Money laundering charge added to cocaine dealing accusations
- Jamie Duffy
- 2 days ago
- 3 min read
FORT WAYNE, Ind. ---From January through April, 747 people in Allen County were arrested for drugs, either dealing or possession.
It’s the second biggest category in state arrest data after traffic offenses.

But there’s no category for money laundering, although the crime exists in state code.
In Indiana, money laundering is a Level 6 felony, but can be enhanced to a Level 5 or Level 4 felony “depending on the value of the proceeds and the intent behind the actions,” state code says.
A money laundering conviction appears to be rare. State prison statistics show that no one is currently incarcerated for money laundering .
But somehow a 73-year-old man who lives in low income, senior apartments in downtown Fort Wayne copped three charges for money laundering, along with eight more counts for drug dealing and felony firearm and drug possession.
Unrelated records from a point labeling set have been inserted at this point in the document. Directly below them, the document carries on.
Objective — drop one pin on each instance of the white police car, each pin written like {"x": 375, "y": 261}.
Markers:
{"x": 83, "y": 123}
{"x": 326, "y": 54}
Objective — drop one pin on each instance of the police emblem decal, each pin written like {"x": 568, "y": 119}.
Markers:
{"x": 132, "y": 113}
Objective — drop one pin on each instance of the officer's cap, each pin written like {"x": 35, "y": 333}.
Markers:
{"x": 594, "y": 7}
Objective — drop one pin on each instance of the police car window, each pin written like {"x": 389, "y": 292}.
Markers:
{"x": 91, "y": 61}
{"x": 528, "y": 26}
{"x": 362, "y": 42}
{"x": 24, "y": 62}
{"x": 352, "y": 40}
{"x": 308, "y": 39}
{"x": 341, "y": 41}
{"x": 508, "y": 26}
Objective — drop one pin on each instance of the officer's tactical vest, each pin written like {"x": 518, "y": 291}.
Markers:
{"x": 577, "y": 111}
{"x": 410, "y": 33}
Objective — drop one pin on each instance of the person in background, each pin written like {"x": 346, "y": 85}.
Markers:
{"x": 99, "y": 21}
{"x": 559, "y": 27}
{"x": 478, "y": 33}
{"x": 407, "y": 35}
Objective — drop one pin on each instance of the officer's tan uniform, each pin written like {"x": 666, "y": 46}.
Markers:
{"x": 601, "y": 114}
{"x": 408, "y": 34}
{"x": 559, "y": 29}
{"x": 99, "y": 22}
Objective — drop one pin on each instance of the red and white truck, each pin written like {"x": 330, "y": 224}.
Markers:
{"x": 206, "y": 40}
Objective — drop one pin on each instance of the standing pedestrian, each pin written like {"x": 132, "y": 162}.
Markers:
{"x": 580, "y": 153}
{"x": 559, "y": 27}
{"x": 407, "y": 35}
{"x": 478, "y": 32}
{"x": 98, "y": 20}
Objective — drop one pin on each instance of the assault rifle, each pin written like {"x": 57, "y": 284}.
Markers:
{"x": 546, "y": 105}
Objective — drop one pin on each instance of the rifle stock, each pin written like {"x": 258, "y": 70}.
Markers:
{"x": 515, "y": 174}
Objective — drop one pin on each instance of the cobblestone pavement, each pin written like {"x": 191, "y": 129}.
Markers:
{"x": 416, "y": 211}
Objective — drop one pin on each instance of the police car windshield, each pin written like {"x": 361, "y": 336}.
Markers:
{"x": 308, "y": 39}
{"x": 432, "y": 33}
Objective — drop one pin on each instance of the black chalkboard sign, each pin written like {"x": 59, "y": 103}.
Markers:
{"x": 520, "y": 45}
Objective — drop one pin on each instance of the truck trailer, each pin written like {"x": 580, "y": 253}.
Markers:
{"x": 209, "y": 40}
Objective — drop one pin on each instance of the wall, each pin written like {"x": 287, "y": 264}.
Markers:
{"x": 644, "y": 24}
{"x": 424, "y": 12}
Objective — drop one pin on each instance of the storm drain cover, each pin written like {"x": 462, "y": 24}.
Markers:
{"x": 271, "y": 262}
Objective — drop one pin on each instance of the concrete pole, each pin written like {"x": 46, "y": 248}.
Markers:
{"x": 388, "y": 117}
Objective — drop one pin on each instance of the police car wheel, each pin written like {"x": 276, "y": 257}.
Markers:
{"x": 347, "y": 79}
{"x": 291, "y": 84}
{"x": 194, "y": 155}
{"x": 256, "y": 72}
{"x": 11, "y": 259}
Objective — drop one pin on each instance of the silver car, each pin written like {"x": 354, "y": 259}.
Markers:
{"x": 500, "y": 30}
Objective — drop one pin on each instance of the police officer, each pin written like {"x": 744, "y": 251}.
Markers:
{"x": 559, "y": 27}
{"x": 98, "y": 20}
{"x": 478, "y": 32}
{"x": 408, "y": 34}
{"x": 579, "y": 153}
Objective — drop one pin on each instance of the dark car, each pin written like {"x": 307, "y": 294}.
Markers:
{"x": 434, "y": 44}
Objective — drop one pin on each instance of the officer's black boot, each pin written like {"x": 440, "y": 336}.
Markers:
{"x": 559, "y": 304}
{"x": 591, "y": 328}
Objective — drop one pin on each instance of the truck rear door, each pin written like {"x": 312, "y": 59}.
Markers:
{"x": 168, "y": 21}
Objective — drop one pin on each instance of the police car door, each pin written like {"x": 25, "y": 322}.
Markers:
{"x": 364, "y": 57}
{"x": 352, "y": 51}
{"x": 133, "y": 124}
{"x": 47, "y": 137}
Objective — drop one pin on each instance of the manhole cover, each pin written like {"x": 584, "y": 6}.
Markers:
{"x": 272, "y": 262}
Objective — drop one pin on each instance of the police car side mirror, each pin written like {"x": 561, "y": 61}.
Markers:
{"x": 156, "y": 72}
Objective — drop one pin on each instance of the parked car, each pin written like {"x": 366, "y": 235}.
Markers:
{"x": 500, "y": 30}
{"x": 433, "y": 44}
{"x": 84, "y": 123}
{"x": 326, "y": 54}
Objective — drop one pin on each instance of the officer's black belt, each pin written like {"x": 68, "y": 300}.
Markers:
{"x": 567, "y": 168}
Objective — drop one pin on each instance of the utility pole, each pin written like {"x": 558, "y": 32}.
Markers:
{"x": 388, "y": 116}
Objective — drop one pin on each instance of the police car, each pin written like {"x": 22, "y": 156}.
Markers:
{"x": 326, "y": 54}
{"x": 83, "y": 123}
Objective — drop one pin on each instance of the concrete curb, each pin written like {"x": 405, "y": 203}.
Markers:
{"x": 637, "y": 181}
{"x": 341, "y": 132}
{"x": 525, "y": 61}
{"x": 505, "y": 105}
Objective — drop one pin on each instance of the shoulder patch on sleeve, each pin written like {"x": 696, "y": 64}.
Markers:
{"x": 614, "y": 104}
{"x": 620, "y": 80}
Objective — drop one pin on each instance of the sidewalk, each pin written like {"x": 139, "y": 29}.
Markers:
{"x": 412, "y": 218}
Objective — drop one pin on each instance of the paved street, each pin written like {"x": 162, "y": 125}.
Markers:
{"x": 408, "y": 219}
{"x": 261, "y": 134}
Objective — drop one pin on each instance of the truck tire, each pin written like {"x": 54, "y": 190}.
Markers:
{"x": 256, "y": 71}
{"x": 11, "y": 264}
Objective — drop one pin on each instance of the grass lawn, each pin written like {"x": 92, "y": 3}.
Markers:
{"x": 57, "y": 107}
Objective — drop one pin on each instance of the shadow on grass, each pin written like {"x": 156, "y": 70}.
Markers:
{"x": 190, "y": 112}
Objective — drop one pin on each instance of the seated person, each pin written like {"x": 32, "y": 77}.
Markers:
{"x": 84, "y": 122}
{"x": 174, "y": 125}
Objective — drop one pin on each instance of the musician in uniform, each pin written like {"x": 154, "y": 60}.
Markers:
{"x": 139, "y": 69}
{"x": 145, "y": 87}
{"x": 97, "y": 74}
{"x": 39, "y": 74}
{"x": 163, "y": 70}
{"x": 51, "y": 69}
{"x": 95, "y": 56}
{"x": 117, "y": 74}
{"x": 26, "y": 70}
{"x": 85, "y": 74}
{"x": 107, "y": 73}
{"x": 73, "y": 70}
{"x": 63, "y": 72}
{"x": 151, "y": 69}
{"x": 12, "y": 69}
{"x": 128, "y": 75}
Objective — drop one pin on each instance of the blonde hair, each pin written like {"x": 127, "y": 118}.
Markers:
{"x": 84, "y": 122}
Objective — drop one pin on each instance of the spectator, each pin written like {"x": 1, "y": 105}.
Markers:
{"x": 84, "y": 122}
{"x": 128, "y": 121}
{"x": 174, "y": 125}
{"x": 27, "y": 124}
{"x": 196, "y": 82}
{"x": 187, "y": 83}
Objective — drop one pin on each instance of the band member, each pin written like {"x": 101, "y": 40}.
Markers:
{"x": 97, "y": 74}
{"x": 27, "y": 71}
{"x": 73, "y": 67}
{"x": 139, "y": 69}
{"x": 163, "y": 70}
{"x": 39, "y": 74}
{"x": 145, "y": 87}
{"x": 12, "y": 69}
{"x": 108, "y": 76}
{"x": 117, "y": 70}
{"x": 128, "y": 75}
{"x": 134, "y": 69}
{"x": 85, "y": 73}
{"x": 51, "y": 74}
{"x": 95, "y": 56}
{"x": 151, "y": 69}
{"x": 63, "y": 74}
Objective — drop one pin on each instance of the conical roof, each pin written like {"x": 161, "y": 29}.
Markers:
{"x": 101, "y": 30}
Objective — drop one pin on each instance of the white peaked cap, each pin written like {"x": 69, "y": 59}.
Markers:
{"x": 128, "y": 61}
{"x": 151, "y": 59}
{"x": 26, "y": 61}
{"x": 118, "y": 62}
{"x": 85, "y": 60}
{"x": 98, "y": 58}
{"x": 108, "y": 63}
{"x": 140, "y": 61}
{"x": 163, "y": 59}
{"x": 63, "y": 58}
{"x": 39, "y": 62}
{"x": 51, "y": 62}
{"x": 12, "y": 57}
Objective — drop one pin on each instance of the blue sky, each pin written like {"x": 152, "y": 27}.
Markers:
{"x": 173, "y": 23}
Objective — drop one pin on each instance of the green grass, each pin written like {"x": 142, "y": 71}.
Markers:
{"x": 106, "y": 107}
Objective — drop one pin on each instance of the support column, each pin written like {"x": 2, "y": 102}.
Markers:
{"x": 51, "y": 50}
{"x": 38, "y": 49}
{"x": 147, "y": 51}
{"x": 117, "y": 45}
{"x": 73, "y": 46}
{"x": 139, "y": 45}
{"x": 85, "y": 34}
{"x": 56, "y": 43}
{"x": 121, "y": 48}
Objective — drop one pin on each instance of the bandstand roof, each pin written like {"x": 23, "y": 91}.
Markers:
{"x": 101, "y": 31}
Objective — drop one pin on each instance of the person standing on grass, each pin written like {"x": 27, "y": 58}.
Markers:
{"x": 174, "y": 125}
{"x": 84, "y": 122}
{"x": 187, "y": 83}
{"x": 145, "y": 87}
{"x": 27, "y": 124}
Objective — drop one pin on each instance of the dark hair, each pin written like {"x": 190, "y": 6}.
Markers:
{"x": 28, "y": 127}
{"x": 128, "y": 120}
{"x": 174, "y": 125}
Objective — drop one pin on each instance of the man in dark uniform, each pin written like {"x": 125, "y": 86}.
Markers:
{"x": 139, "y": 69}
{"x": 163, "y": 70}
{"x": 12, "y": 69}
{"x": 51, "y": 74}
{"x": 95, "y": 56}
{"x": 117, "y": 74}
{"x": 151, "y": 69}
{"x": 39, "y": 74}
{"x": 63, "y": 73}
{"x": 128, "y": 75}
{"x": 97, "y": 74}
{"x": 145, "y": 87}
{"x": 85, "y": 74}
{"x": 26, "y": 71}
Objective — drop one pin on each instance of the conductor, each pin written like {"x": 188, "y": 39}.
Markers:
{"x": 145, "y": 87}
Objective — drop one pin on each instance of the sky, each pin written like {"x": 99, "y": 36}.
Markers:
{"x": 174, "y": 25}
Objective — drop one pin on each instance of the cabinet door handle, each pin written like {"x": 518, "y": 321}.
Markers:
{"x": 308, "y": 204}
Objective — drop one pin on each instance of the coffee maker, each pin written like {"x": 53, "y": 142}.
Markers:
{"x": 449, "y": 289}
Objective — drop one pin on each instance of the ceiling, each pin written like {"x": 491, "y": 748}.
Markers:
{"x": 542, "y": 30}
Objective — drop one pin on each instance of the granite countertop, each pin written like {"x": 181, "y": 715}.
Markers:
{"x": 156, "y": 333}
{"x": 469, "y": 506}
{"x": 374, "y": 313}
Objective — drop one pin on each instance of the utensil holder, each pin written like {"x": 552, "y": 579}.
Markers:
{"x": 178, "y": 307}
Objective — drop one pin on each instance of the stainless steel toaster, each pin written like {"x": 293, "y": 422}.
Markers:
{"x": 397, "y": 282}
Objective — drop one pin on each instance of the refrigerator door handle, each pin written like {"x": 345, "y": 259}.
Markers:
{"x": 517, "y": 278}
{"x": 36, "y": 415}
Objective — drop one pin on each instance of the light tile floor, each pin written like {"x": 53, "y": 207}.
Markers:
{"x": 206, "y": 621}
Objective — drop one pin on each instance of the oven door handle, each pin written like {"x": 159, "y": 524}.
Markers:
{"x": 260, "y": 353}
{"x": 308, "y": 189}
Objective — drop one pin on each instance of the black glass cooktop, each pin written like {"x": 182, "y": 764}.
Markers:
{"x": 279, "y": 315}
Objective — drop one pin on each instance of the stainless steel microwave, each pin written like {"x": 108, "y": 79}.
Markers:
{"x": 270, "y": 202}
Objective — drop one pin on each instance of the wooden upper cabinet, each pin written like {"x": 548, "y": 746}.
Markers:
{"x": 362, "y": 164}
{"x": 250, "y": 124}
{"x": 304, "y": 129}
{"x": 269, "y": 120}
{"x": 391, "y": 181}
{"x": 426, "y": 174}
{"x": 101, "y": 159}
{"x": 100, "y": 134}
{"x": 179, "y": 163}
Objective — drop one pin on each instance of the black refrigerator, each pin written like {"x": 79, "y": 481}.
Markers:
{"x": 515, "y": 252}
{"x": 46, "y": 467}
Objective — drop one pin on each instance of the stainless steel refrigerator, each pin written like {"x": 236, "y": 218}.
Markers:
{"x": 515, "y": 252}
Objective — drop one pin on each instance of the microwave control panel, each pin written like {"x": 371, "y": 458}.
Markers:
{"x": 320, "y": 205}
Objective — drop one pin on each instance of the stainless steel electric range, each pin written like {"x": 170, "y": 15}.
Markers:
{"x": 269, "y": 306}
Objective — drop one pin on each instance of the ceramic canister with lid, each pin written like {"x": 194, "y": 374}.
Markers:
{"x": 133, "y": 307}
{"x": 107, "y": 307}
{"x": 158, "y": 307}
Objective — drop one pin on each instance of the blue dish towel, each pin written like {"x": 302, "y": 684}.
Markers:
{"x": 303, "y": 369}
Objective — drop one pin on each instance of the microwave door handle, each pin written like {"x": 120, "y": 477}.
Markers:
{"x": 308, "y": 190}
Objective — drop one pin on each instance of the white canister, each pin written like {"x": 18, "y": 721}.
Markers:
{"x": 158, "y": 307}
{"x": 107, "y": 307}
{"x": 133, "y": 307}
Arthur Cooper, the septuagenarian whose latest arrest reflects a long, some might say professional, career in drug dealing, was taken into custody in mid-May at a New Haven Marathon gas station in the 7500 block of State Road 930. The officer said he saw Cooper exiting a white Ford Explorer, court documents said.
The driver of the Ford Explorer walked off when he saw the police. After officers discovered he had a warrant, they arrested him as well.
Cooper’s arrest occurred May 13 after the FWPD conducted three controlled buys with a confidential informant. Each buy produced a small amount of crack cocaine, the poor man’s coke.
When Cooper’s apartment on Ewing Street was searched, police found 104.2 grams of a substance that tested positive for cocaine, 25.2 grams of methamphetamine, digital scales and sandwich baggies, the drug amounts and the two other items indicative of someone dealing drugs, court documents said.
The Ford Explorer yielded a black Smith & Wesson .380 handgun, a small amount of cocaine or crack cocaine and five white oblong pills with “M367” on them that were found to be acetaminophen and hydrocodone bitartrate. The first is an over-the-counter painkiller and the other, a prescription substance commonly known as Vicodin, according to online sources.
The drugs and the gun were in a brown bag where officers also found a Chase Bank receipt for Cooper, but no indication that any amount was linked to an account in the Cayman Islands or a Swiss bank account or Chinese operation, at least not according to the probable cause. In his wallet, there was a Chase bank card.
Court documents contain no mention of a shell corporation or hidden assets or any of the tricks money launderers use.
However, money laundering, according to the Indiana code, can be as simple as acquiring money from a criminal activity.
“Indiana Code 35-45-15-5(a)(1), (occurs when) a person commits money laundering if they knowingly or intentionally acquire, receive, conceal, possess, transfer, or transport the proceeds of criminal activity.
In the past two weeks, four others were charged with drug dealing, but not money laundering, according to online court documents. Is it for lack of a bank receipt?
Those charged are Trentin Clodfelter, 24, two counts of dealing in cocaine or narcotic drug level 3 and 4 and cocaine possession; Quinten Young, 32, three counts dealing in cocaine; Erica Castillo,37, Level 4 methamphetamine dealing; and, Jeffrey Burnett, 55, two counts dealing cocaine and cocaine possession.
The feds are also in for Cooper. Fraud charges were added this week on the Allen County Sheriff’s website.
If fraud equals money laundering, the math doesn’t add up. There are three money laundering charges and only two bank items; a bank receipt and a bank card. Maybe, the charges stem from three CI buys.
Cooper has a hearing Wednesday, June 4. He’s sitting at the Allen County Jail in lieu of $100,000 bail, but likely won’t be able to bond out. He’s now a federal inmate and the U.S. Marshalls are in charge.
Cooper may have to give up his luxe Ewing Street apartment for a different crib.